Scientists believe Earth is due another supercontinent.
ManuelMata/Alamy

Study lead author Chuan Huang and the team used 4D geodynamic modelling of the Earth’s tectonic plates to work out why previous supercontinents, such as Pangea Ultima and Novopangea, formed differently from one another in the past.

The two main routes in which previous masses are thought to have formed is through introversion or extroversion.

Introversion is when land masses come together, closing off an internal body of water or ocean, which was formed due to a previous supercontinent breaking apart.

Extroversion, however, is when these continents form over the former superocean.

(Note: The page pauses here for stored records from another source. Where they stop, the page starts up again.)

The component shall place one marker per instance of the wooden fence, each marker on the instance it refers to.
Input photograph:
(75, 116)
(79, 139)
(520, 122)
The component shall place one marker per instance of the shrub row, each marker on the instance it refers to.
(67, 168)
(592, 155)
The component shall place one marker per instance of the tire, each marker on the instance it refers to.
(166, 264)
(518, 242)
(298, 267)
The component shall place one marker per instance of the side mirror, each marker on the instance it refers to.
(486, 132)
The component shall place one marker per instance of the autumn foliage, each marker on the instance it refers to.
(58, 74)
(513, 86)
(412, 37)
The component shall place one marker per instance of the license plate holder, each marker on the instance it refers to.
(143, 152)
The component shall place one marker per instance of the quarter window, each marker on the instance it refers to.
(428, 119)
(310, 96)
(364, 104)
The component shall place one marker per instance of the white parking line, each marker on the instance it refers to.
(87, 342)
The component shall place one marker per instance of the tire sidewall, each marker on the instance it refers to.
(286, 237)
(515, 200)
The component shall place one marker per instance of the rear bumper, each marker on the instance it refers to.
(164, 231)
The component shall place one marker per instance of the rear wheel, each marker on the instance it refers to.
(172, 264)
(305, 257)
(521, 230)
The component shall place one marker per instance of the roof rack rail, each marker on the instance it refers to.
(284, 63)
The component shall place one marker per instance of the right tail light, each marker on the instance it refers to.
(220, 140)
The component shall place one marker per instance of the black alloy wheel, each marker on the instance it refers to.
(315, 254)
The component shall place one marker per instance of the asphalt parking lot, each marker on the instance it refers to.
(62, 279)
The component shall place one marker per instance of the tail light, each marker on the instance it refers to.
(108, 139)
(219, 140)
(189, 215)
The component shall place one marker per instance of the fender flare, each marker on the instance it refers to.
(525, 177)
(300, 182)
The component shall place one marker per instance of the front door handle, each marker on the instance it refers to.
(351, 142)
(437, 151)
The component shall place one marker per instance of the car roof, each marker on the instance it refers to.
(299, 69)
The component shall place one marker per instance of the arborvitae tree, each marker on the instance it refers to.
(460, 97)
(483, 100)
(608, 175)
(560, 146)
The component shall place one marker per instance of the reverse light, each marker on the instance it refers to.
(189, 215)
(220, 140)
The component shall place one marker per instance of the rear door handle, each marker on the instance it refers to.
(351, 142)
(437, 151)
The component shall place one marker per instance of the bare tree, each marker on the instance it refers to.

If scientists can work out which of these models is likely to happen next, they may have a better handle on what the future looks like.

And after concluding that the strength of the oceanic lithosphere – mid-ocean ridges where tectonic plates meet – is vital in determining which of the two is likely to happen, the team believe they have cracked it.

The next supercontinent will be called Amasia.
Science Photo Library/Alamy Stock Photo

Their study led them to conclude that extroversion is the most probable outcome for the next supercontinent.

Speaking about the study, Huang said: "Over the past two billion years, Earth’s continents have collided together to form a supercontinent every 600 million years, known as the supercontinent cycle.

"This means that the current continents are due to come together again in a couple of hundred of million years’ time."

Huang said that the new supercontinent will see Australia come together with Asia.

Adding: "The resulting new supercontinent has already been named Amasia because some believe that the Pacific Ocean will close (as opposed to the Atlantic and Indian oceans) when America collides with Asia.

"Australia is also expected to play a role in this important Earth event, first colliding with Asia and then connecting America and Asia once the Pacific Ocean closes."